Parallèlement à cette légende, on peut
avancer des objections et soutenir une autre thèse sur les
origines de Saint-Amour. Son nom primitif était
Vinciacum7 et son origine antérieure
à l'arrivée des Burgondes, si l'on en juge par les
médailles gauloises et romaines que le sol a souvent
restituées. On suppose même que ce lieu était
décoré d'un temple consacré à l'Amour et
à Mercure8 , et que c'est pour s'opposer à
ce double culte, que les premières autorités
chrétiennes lui ont substitué le culte de
Saint-Amour et de Saint-Viateur9 . Gontran devait
déposer les reliques dans la première ville de ses
états qu'il rencontrerait sur son passage. Si ce prince vint
prendre la route de Genève en Séquanie, il dut arriver
d'abord à Moirans (Mauriana), qui était alors la
première cité du Mont-Joux.
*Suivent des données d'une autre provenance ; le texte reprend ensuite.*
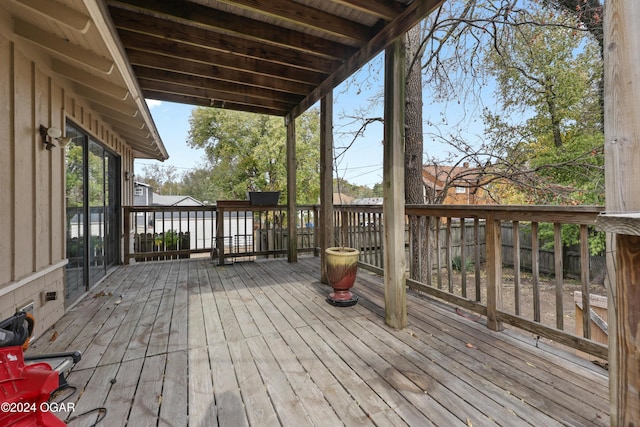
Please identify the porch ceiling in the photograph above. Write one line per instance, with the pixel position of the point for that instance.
(276, 57)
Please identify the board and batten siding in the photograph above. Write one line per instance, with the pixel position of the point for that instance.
(32, 179)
Après cela venait
encore Arinthod, qui était la seconde ville sur cette route de
traverse du Jura; car Arinthod, qui avait un temple
dédié à Mars Ségomon, devait avoir rang
de ville dans la Séquanie. Toutefois, il est permis de
supposer que, depuis la chute de l'Empire sous la pression des
Barbares du Nord, les deux villes précédentes fussent
détruites, et que celle de Vinciacum fût la seule
existante. Quoi qu'il en soit de cette circonstance accessoire du
voyage de Gontran, les reliques de Saint-Amator et de Saint-Viator
furent déposées à Vinciacum, dans un
église fondée par le roi de Bourgogne. Le nom d'Amator
s'est francisé dans celui d'Amour ou plutôt le nom
d'Amour a prévalu. Il y a d'ailleurs sur le territoire de
cette commune un lieu habité qu'on appelle le
Mont-d'Amour10 . C'est une particularité digne de
remarque. Mais venons-en au culte de Saint-Viateur. Au second
dimanche de Pâques et surtout au second dimanche de
Pentecôte, on célébrait autour des ruines de
l'Aubépin une fête où au soleil levant on
assistait à une grand-messe et l'on en sortait pour danser
gaiement sur la pelouse. Des foires s'en suivaient, conservant une
forte odeur du Moyen-Age. Des pratiques aussi. On se laissait glisser
sur le dos. Les voyageurs invoquaient un saint qu'ils appelaient
Garados , mot vulgaire qui signifie guérit-dos
mais qui, d'après l'Eglise, n'est autre que Saint-Odon,
abbé de Cluny. On ne peut séparer la pensée de
cette affluence de voyageurs atteints de maux de reins, de jambes
ainsi que de rhumatismes, à la chapelle de Saint-Garados, sans
songer au temps où le dieu des voyageurs11 ,
Mercure, était aussi l'objet d'un culte dans le pays.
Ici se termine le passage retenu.